Walking Archives: The Soy Children
“Eduardo Molinari has produced a compelling document demonstrating that the process of recombination can be wrenched from capital’s oppressive grip, and put to use to expose and critique its expansion from modern imperialism to a molecular invasion that establishes full spectrum biocolonization. Juxtaposing fragments of political and cultural history, political theory, mythology, and ecological study, in conjunction with personal memories and observations, Molinari produces an associational web that yields a long-awaited radicalization of relational aesthetics.” – Critical Art Ensemble
Who are children of genetically modified soy production? What disowned bastards are produced by the hybridization of agri-business, biotech, capital, and culture?
To answer these questions the Archivo Caminante (Walking Archive) embarks on a trip through the opaque and strange world of genetically modified soya plants in Argentina in search of its inhabitants, forms and structures, languages and narratives: the forces that swirl around the soya rhizome. In the style of Gulliver’s Travels it makes visible some of the routes in the soya chain giving shape to a new international division of labor food policy in global semiocapitalism.
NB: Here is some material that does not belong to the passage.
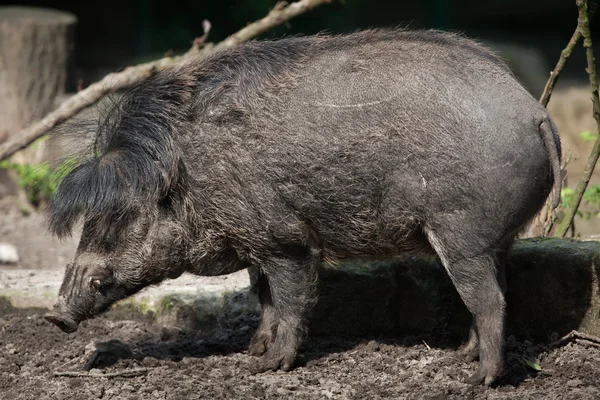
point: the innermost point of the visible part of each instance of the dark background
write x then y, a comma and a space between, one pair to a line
112, 34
More than 50% of the cultivated lands in Argentina are for soya production, with 90% of that area covered by Monsanto products and representatives. This agrarian system and its results are only possible using Roundup herbicide, the brand name of Monsanto’s glyphosate. The rhizome formed by soya production dives deep into the Argentine society: it organizes new political alliances, and, above all, modifies the social and cultural structure of the country. Is there a transgenic culture inside semiocapitalism? Does the soyazation process modify culture and society, or is it the other way around, and soyazation is only possible in a transgenic culture?
Bio: Eduardo Molinari is a visual artist who lives and works in Buenos Aires, Argentina. In 2001 he founded the Archivo Caminante (Walking Archive), a visual archive in progress that delves into existing and imaginary relations between art, history and politics.